13.07.2016 à 06:49

Développement

La Suisse finance des projets en Pologne

Grâce à l'aide de la Confédération, plusieurs gares et maisons dans les arbres ont été construites. Berne veut voir les résultats.

La gare de Legionowo, près de Varsovie, a été construite avec l'aide de la Suisse.

La gare de Legionowo, près de Varsovie, a été construite avec l'aide de la Suisse.

photo: AFP/JANEK SKARZYNSKI

Train et gare de banlieue ultramodernes, collecteurs solaires sur les toits des villages et confortables maisonnettes haut perchées dans les arbres, la Suisse finance en Pologne toutes sortes de projets, avec une exigence: voir des résultats concrets.

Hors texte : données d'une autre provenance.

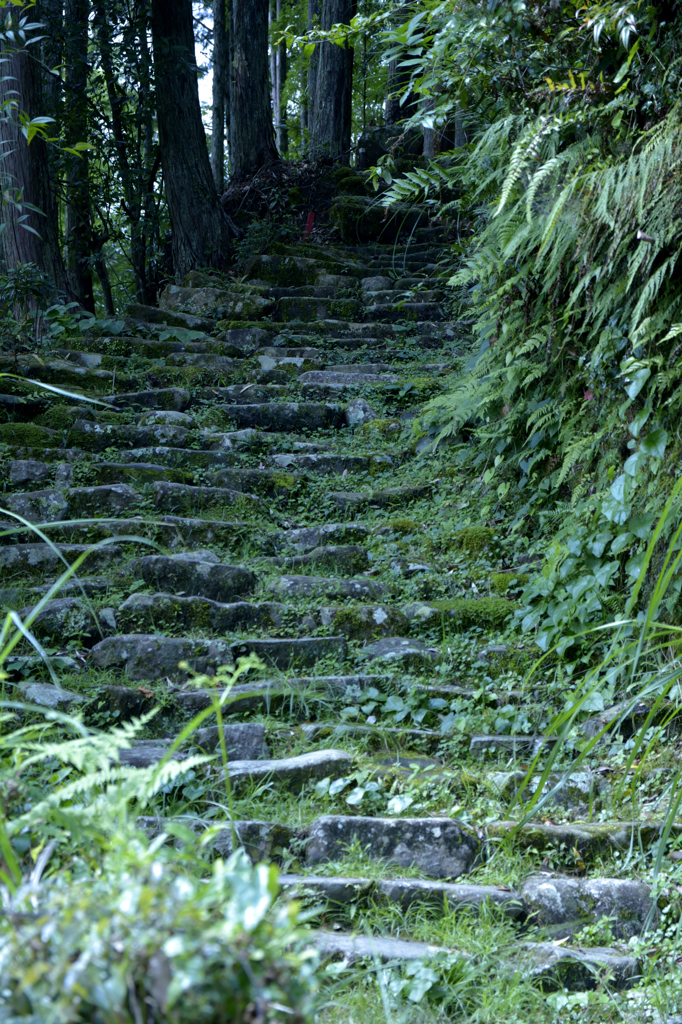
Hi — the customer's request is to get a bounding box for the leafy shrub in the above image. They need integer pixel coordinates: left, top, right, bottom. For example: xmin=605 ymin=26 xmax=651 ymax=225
xmin=0 ymin=839 xmax=318 ymax=1023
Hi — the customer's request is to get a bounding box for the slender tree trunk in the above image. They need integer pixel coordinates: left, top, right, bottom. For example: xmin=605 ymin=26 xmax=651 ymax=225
xmin=64 ymin=0 xmax=95 ymax=312
xmin=139 ymin=19 xmax=160 ymax=304
xmin=306 ymin=0 xmax=321 ymax=150
xmin=385 ymin=2 xmax=417 ymax=125
xmin=422 ymin=98 xmax=438 ymax=159
xmin=0 ymin=5 xmax=67 ymax=292
xmin=151 ymin=0 xmax=232 ymax=281
xmin=276 ymin=0 xmax=288 ymax=156
xmin=310 ymin=0 xmax=353 ymax=164
xmin=229 ymin=0 xmax=278 ymax=180
xmin=211 ymin=0 xmax=228 ymax=192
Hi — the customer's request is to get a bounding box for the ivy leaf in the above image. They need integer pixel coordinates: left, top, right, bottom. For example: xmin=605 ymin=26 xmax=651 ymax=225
xmin=629 ymin=513 xmax=656 ymax=539
xmin=346 ymin=787 xmax=365 ymax=806
xmin=640 ymin=428 xmax=668 ymax=459
xmin=387 ymin=794 xmax=414 ymax=815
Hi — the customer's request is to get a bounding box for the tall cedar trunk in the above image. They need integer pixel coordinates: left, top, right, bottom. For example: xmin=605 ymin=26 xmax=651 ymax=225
xmin=0 ymin=5 xmax=67 ymax=292
xmin=210 ymin=0 xmax=228 ymax=192
xmin=422 ymin=98 xmax=438 ymax=159
xmin=276 ymin=0 xmax=288 ymax=155
xmin=229 ymin=0 xmax=278 ymax=180
xmin=310 ymin=0 xmax=353 ymax=164
xmin=139 ymin=20 xmax=161 ymax=304
xmin=306 ymin=0 xmax=321 ymax=153
xmin=64 ymin=0 xmax=95 ymax=312
xmin=385 ymin=3 xmax=418 ymax=125
xmin=151 ymin=0 xmax=232 ymax=281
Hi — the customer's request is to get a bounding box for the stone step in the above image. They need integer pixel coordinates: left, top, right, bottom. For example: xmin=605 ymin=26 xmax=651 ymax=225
xmin=279 ymin=874 xmax=523 ymax=917
xmin=328 ymin=482 xmax=435 ymax=510
xmin=118 ymin=593 xmax=284 ymax=633
xmin=89 ymin=633 xmax=235 ymax=681
xmin=212 ymin=467 xmax=302 ymax=498
xmin=307 ymin=816 xmax=479 ymax=879
xmin=126 ymin=552 xmax=256 ymax=602
xmin=230 ymin=635 xmax=348 ymax=669
xmin=269 ymin=453 xmax=393 ymax=475
xmin=268 ymin=522 xmax=370 ymax=552
xmin=256 ymin=544 xmax=369 ymax=574
xmin=310 ymin=932 xmax=450 ymax=965
xmin=227 ymin=749 xmax=352 ymax=790
xmin=152 ymin=481 xmax=260 ymax=513
xmin=4 ymin=484 xmax=139 ymax=521
xmin=0 ymin=542 xmax=122 ymax=575
xmin=267 ymin=575 xmax=388 ymax=600
xmin=68 ymin=419 xmax=192 ymax=451
xmin=115 ymin=447 xmax=238 ymax=470
xmin=217 ymin=402 xmax=345 ymax=432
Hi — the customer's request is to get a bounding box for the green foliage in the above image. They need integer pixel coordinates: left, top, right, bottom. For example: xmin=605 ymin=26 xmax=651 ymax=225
xmin=0 ymin=841 xmax=318 ymax=1023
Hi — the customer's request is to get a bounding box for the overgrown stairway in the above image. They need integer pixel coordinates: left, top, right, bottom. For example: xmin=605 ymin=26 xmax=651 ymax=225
xmin=0 ymin=222 xmax=656 ymax=998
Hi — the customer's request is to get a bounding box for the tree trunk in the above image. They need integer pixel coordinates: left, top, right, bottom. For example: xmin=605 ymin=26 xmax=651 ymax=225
xmin=229 ymin=0 xmax=278 ymax=180
xmin=306 ymin=0 xmax=321 ymax=152
xmin=385 ymin=3 xmax=418 ymax=125
xmin=210 ymin=0 xmax=228 ymax=192
xmin=310 ymin=0 xmax=353 ymax=164
xmin=275 ymin=0 xmax=288 ymax=156
xmin=151 ymin=0 xmax=232 ymax=281
xmin=0 ymin=5 xmax=67 ymax=293
xmin=64 ymin=0 xmax=95 ymax=312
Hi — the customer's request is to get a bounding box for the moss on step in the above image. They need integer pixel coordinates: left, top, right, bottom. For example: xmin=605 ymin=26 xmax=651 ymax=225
xmin=0 ymin=422 xmax=58 ymax=448
xmin=452 ymin=526 xmax=495 ymax=555
xmin=490 ymin=572 xmax=530 ymax=595
xmin=425 ymin=597 xmax=517 ymax=628
xmin=36 ymin=405 xmax=85 ymax=431
xmin=360 ymin=418 xmax=400 ymax=436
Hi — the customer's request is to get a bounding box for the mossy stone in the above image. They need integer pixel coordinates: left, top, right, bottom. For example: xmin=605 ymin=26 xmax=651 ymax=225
xmin=425 ymin=597 xmax=517 ymax=628
xmin=0 ymin=422 xmax=58 ymax=449
xmin=490 ymin=572 xmax=529 ymax=595
xmin=452 ymin=526 xmax=495 ymax=555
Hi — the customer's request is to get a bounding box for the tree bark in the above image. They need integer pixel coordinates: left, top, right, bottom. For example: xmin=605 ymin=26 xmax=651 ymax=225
xmin=0 ymin=5 xmax=67 ymax=292
xmin=151 ymin=0 xmax=232 ymax=281
xmin=63 ymin=0 xmax=95 ymax=312
xmin=385 ymin=3 xmax=418 ymax=125
xmin=306 ymin=0 xmax=321 ymax=153
xmin=275 ymin=0 xmax=288 ymax=156
xmin=310 ymin=0 xmax=353 ymax=164
xmin=210 ymin=0 xmax=228 ymax=192
xmin=229 ymin=0 xmax=278 ymax=180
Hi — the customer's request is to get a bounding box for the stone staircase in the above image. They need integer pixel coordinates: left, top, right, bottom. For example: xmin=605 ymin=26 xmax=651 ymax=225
xmin=0 ymin=228 xmax=658 ymax=999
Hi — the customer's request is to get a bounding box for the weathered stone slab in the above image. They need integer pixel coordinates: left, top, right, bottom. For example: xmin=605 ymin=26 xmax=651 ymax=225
xmin=513 ymin=941 xmax=640 ymax=991
xmin=469 ymin=735 xmax=544 ymax=757
xmin=193 ymin=722 xmax=269 ymax=760
xmin=310 ymin=932 xmax=450 ymax=964
xmin=262 ymin=545 xmax=369 ymax=574
xmin=219 ymin=402 xmax=345 ymax=432
xmin=299 ymin=370 xmax=398 ymax=386
xmin=307 ymin=816 xmax=479 ymax=879
xmin=377 ymin=878 xmax=524 ymax=917
xmin=228 ymin=750 xmax=352 ymax=790
xmin=345 ymin=397 xmax=379 ymax=427
xmin=488 ymin=819 xmax=682 ymax=858
xmin=270 ymin=452 xmax=392 ymax=475
xmin=89 ymin=634 xmax=233 ymax=681
xmin=16 ymin=681 xmax=84 ymax=710
xmin=230 ymin=636 xmax=348 ymax=669
xmin=18 ymin=597 xmax=109 ymax=646
xmin=125 ymin=302 xmax=213 ymax=331
xmin=360 ymin=636 xmax=438 ymax=668
xmin=127 ymin=551 xmax=256 ymax=602
xmin=153 ymin=481 xmax=259 ymax=513
xmin=213 ymin=467 xmax=301 ymax=497
xmin=118 ymin=593 xmax=283 ymax=633
xmin=268 ymin=575 xmax=387 ymax=600
xmin=0 ymin=543 xmax=121 ymax=574
xmin=520 ymin=873 xmax=656 ymax=939
xmin=110 ymin=386 xmax=191 ymax=411
xmin=137 ymin=816 xmax=301 ymax=864
xmin=8 ymin=459 xmax=53 ymax=486
xmin=268 ymin=523 xmax=369 ymax=554
xmin=329 ymin=483 xmax=433 ymax=510
xmin=160 ymin=284 xmax=272 ymax=319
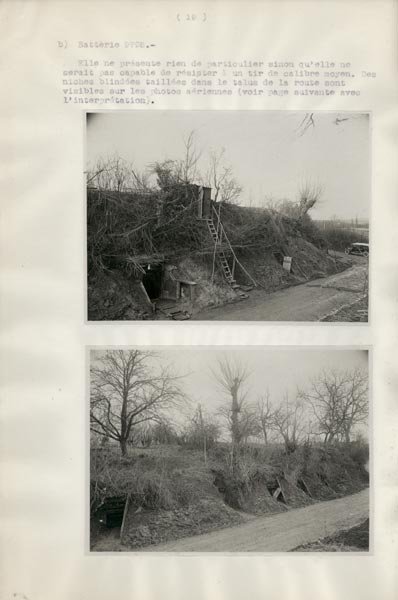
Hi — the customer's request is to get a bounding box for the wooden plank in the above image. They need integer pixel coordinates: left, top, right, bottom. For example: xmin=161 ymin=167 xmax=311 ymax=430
xmin=120 ymin=494 xmax=131 ymax=541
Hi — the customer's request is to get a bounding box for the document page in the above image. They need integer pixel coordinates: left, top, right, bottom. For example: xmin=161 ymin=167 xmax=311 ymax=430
xmin=1 ymin=1 xmax=397 ymax=599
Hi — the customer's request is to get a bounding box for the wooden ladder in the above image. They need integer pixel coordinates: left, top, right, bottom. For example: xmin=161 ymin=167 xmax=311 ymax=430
xmin=206 ymin=206 xmax=258 ymax=290
xmin=206 ymin=217 xmax=238 ymax=288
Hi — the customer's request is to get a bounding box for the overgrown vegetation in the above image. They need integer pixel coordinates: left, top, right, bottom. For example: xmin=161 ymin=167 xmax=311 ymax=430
xmin=87 ymin=133 xmax=351 ymax=320
xmin=90 ymin=440 xmax=369 ymax=549
xmin=316 ymin=220 xmax=369 ymax=252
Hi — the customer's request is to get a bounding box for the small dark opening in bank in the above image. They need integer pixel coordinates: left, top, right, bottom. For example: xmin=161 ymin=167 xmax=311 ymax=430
xmin=142 ymin=264 xmax=163 ymax=299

Bien qu'elle ne soit pas membre de l'Union européenne, la Suisse avait décidé dès 2006 de contribuer à la réduction des disparités entre les anciens membres de l'UE et les ex-démocraties populaires d'Europe de l'Est.

L'idée ne faisant pas l'unanimité, un référendum a eu lieu, avec pour résultat un programme d'aide d'1,3 milliard de francs suisses sur dix ans.

Lancement de 58 projets

La Pologne, de loin le plus grand pays parmi les nouveaux venus, a obtenu la part du lion, soit près d'un demi-milliard de francs suisses.

Depuis, 58 projets ont été lancés. Près de dix millions de francs suisses ont permis de construire à Legionowo, une ville de 54'000 habitants dans la grande banlieue de Varsovie, un vaste bâtiment ultramoderne qui a remplacé quelques conteneurs métalliques ayant servi de gare pendant des dizaines d'années.

«les Suisses aiment le train»

Le président (maire) de la ville, Roman Smogorzewski, est ravi: «les Suisses aiment le train et plus généralement les transports en commun, alors que les Polonais en sont encore à adorer leur voiture, qui a pris la place de leur cheval...», affirme-t-il.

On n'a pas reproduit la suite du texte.